How does there exist $2d$ solutions in the second part of the above proposition?
My process is following: I know that $\{ (-1)^a 5^b | a=0,1 $ and $ 0 \leq b < 2^{e-2} \}$ is a reduced residue system $mod $ $2^e$.
Let $n $ be even. Let $a \equiv (-1)^s 5^t (2^e) $.
Let a solution $x$ exists. Let the solution be $(-1)^y 5^z (2^e)$.
Then $x^n \equiv a(2^e)$ $\iff$ $(-1)^{yn} 5^{nz} \equiv (-1)^s 5^t (2^e) \iff 5^{nz} \equiv (-1)^s 5^t (2^e)$.

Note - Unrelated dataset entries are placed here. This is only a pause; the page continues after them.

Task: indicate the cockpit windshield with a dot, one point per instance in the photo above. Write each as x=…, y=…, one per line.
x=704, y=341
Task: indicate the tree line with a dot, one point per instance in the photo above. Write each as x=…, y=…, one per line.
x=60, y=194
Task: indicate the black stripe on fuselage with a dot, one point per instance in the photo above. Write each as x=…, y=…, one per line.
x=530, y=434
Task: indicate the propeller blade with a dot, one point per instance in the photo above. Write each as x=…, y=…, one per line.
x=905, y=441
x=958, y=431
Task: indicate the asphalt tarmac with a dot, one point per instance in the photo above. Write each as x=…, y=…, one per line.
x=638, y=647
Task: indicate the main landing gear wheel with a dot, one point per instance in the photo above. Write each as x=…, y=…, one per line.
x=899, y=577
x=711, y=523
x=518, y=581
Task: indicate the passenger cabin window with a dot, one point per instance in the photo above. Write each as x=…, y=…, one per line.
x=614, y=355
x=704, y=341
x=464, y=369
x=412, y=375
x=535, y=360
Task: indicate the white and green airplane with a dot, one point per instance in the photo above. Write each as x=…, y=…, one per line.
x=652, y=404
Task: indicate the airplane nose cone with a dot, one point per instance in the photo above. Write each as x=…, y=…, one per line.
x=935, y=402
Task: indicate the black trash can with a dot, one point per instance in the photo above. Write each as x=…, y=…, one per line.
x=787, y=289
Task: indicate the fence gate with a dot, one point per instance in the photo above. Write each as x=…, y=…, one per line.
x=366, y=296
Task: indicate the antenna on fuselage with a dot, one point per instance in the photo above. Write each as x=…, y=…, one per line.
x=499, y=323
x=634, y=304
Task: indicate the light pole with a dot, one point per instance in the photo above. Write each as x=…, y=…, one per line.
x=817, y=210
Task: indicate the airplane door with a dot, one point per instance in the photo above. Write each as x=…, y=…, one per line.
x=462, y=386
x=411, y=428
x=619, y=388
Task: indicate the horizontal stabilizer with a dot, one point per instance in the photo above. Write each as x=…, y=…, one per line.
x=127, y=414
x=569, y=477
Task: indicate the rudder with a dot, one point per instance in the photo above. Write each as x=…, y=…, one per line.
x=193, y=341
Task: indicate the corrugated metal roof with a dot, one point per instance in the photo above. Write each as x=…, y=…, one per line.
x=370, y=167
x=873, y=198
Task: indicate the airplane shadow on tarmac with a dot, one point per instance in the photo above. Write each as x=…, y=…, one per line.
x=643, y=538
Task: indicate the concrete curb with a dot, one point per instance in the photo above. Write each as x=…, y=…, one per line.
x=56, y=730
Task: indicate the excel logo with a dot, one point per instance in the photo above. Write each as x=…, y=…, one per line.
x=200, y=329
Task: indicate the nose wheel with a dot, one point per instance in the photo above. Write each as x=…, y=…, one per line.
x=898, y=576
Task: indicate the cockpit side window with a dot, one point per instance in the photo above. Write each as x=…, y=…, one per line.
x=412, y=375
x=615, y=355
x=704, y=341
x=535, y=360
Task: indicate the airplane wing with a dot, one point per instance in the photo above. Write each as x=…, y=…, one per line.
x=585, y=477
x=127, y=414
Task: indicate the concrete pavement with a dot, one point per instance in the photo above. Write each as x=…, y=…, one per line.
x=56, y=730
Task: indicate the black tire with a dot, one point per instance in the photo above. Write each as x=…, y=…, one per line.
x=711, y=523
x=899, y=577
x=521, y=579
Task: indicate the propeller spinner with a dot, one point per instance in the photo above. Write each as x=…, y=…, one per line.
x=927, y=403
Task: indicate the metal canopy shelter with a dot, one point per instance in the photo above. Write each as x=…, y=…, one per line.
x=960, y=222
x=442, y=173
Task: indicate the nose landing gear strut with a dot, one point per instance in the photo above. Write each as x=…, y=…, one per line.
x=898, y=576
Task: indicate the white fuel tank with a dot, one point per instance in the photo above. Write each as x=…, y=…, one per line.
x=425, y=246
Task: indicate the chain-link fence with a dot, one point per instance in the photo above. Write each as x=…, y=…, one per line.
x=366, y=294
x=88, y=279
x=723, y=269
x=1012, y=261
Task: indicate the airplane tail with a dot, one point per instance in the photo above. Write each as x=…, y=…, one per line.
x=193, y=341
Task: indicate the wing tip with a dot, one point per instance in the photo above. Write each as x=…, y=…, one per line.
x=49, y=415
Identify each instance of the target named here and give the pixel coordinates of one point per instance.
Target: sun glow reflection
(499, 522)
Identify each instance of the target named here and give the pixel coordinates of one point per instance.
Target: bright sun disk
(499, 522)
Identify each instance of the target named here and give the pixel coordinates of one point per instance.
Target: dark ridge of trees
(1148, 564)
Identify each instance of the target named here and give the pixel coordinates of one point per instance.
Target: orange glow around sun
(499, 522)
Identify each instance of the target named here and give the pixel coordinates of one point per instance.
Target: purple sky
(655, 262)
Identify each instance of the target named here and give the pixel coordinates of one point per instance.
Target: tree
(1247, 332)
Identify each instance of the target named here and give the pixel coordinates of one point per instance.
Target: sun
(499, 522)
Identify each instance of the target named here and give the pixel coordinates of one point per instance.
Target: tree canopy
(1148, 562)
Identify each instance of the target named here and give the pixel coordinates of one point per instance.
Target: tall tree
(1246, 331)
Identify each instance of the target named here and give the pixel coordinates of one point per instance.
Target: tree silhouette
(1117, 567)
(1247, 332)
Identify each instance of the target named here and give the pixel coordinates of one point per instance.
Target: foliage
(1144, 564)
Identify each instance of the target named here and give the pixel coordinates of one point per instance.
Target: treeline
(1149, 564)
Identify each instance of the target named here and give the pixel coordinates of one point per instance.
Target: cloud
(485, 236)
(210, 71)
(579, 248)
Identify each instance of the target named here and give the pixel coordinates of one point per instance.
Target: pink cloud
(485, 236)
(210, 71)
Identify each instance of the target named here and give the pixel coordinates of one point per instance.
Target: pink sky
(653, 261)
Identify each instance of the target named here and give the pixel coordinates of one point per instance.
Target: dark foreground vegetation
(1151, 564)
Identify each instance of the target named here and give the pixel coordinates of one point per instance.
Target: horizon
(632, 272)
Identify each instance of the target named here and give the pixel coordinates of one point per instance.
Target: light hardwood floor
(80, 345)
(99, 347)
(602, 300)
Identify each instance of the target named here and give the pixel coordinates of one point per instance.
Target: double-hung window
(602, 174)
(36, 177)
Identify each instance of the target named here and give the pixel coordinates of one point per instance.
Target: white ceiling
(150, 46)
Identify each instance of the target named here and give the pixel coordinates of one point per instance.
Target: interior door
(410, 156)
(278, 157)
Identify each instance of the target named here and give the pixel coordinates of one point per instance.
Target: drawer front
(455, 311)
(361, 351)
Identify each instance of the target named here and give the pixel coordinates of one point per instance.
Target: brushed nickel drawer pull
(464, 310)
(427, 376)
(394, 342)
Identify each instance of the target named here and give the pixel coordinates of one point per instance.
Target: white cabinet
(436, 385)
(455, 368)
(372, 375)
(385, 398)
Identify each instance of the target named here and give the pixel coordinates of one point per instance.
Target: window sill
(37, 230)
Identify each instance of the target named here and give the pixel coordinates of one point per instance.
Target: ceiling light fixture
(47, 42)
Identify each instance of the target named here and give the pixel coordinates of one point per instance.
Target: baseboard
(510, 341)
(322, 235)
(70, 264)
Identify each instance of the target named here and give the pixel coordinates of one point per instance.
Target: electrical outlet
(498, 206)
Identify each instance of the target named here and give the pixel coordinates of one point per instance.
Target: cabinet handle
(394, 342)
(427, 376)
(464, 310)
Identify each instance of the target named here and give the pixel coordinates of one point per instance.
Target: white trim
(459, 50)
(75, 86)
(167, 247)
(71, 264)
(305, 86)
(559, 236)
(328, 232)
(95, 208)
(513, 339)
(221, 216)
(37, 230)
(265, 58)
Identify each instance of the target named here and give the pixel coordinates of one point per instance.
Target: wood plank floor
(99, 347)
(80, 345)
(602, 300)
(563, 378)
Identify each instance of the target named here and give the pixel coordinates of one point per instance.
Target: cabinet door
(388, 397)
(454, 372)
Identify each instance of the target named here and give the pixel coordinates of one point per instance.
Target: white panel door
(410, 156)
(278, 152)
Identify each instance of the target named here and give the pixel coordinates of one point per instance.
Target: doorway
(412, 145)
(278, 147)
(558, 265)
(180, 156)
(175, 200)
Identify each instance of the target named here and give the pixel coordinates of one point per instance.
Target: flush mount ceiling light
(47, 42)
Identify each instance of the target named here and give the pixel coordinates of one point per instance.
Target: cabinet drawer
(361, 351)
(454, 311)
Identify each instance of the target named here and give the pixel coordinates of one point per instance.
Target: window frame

Now $e \geq 3 \Rightarrow 5^{nz} \equiv (-1)^s 5^t (4) \iff 1 \equiv (-1)^s (4) \iff s=0$.
So we get $5^{nz} \equiv 5^t (2^e) \iff nz \equiv t (2^{e-2})$ since the order of $5 $ mod $2^e$ is $2^{e-2}$.
Since $nz \equiv t (2^{e-2})$ has a solution iff $d = gcd(n, e^{e-2})| t$ and there are exactly $d$ solutions.
I am confused as to how there are $2d$ solutions.